– Ну, нет, – погрозил пальцем Дмитрий Иванович, – денег вы от меня не дождетесь. Мне деньги сейчас самому нужны. Восемь тысяч в орду повезу, две тысячи послу Караче собрали, а теперь вы еще просите. Побойтесь Бога и сами ищите.

– Да где же нам найти? – искренне изумился Дионисий. – Их сейчас нет нигде. Все ж для тебя собрали. Ты же даже монастырских запасов не пожалел. Всё выскребли. Не найти нам без тебя денег Дмитрий Иванович. Никак не найти.

– Как не найти? – топнул ногой князь. – Что же ты в митрополиты собрался, а денег искать не хочешь, всё на меня надеешься. Не пойдет так. Письмо о своем согласии на твое поставление дам, про Пимена, как надо, тоже отпишу, а вот деньги сам ищи. Не всё мне за вас делвть.

Дмитрий Иванович отвернулся от посетителей к окну, показывая всем своим видом, что разговаривать с ними он больше не намерен. Дионисий с Федором поклонились в княжескую спину, и вышли за порог.

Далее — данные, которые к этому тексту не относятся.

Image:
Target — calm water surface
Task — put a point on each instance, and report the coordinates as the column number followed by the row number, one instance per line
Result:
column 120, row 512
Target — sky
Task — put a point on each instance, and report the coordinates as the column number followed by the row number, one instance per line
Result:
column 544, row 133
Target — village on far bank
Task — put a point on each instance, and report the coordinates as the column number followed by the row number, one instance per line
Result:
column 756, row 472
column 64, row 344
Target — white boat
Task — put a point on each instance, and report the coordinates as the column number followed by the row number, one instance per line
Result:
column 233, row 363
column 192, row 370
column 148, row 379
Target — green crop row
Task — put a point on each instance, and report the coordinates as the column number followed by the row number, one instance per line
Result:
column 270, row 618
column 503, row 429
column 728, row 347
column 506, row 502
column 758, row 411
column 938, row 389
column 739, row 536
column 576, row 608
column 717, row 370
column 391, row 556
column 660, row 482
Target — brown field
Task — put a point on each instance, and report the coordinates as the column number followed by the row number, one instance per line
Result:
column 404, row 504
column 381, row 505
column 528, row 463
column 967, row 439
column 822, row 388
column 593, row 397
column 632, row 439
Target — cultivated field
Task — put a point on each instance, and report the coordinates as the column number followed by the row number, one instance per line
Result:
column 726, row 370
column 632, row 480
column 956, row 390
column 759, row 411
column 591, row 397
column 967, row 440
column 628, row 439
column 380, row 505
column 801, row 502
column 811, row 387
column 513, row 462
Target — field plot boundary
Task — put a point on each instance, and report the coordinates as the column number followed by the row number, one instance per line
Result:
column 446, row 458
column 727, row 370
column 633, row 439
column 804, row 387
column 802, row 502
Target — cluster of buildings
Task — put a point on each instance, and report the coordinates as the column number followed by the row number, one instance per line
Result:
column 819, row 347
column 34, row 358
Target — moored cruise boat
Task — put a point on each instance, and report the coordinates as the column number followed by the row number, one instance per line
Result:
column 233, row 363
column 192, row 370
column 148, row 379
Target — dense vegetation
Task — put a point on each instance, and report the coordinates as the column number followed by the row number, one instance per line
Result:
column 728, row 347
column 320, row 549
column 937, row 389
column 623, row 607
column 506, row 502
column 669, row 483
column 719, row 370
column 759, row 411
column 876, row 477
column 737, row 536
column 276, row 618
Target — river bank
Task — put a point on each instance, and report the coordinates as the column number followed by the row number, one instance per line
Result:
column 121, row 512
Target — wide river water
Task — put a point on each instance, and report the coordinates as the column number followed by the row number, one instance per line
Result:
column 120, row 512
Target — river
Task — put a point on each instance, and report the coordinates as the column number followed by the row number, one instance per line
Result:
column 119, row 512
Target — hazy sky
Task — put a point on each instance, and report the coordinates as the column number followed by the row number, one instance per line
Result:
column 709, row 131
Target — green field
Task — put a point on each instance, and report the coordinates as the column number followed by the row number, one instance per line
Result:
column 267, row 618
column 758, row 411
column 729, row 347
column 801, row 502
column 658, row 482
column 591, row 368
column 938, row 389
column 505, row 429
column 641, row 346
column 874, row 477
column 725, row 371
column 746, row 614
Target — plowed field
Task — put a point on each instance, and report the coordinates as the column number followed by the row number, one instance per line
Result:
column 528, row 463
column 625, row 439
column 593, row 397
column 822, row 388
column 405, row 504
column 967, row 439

Как только дверь отскрипела выход духовных лиц, князь обернулся и звонко призвал к себе нового стольника.

– Вот что Вася, – собери-ка быстренько сюда бояр. – Поговорить мне с ними надо. Хотя нет постой. Ты сначала одного Ивана Родионовича Квашню пригласи, а уж остальных чуть попозже.

Глава 11

Стоило князю уйти, Ивана опять схватили под руки, отволокли в ту же яму и прикрыли сверху тяжелой крышкой. Опять он в жутком мраке очутился. Батюшка оперся спиной о каменную стену и стал соображать про то, что с ним за вчерашний день могло стрястись. Соображать, крепко мешала боль в руках и жжение в боку, но монах старался не обращать на них внимание.

– Ничего, поболит, поболит и пройдет, – думал он, медленно распрямляя изуродованные руки. – Заживут руки, мне бы с душой разобраться. Вот где раны, так раны. Как же мне теперь грехи свои перед Сергием искупить? И не искупишь ведь. Он тайну мне доверил, а я опростоволосился, словно нехристь какой. Только это давно было, а вчера-то чего я натворил? Опять, наверное, в грехах по самые уши погряз? И за что же ты меня Господи этим неведением наказал.

Хотя боль и отступала очень медленно, однако отступала и думать она уже особо не мешала. То ли привык к ней Иван, то ли еще чего, но перед его мысленным взором ясно предстала толпа народа, обступившая кулачных бойцов и он сам в поисках удобного места для просмотра захватывающего душу зрелища. Вот он решил забраться на крышу. Побежал туда, к крыше лестница была приставлена. И тут, будто из тумана выскочило прекрасное женское лицо. Батюшка даже вскочил от столь неожиданного видения. Вскочил, заорал от нестерпимой боли и опять упал на жесткие камни.

– Ведьма, – прошептал сухими губами монах. – Точно, ведьма мне всё подстроила. Она подлая. Колдовство здесь не иначе. Опоила она меня, рассудка лишила и перед князем на дорожку вытолкнула. Да разве б я без колдовства стал на князя руку поднимать. Никогда в жизни. Интересно, чего этой ведьме от меня надо?

И тут он опять вскочил, вспомнив про Ваньку.

– Как же он теперь там один? Вот беда, так беда. Я тут всё о себе забочусь, а там парнишка один. Да не просто один, в беде он. Всё я старый дурак, всё я. Бросил мальчишку. Пропадет он теперь.

Батюшка хотел встать на колени для начала искупления грехов, но дикая боль в боку отбросила опять его спину на камни. Сидеть, прислонившись к стене, было легче и, подождав немного, Иван опять стал пытаться вспомнить вчерашний день. Однако дальше образа колдуньи его воспоминания не двигались. Как приросли они к этому проклятому лику. Долго он так просидел, но колдунья, крепко вцепившись в его память, ни единого мига больше вспомнить, не дала. Что-то мелькнуло, как в тумане. Кто-то обозвал его окаянным и всё, опять ведьмино лицо.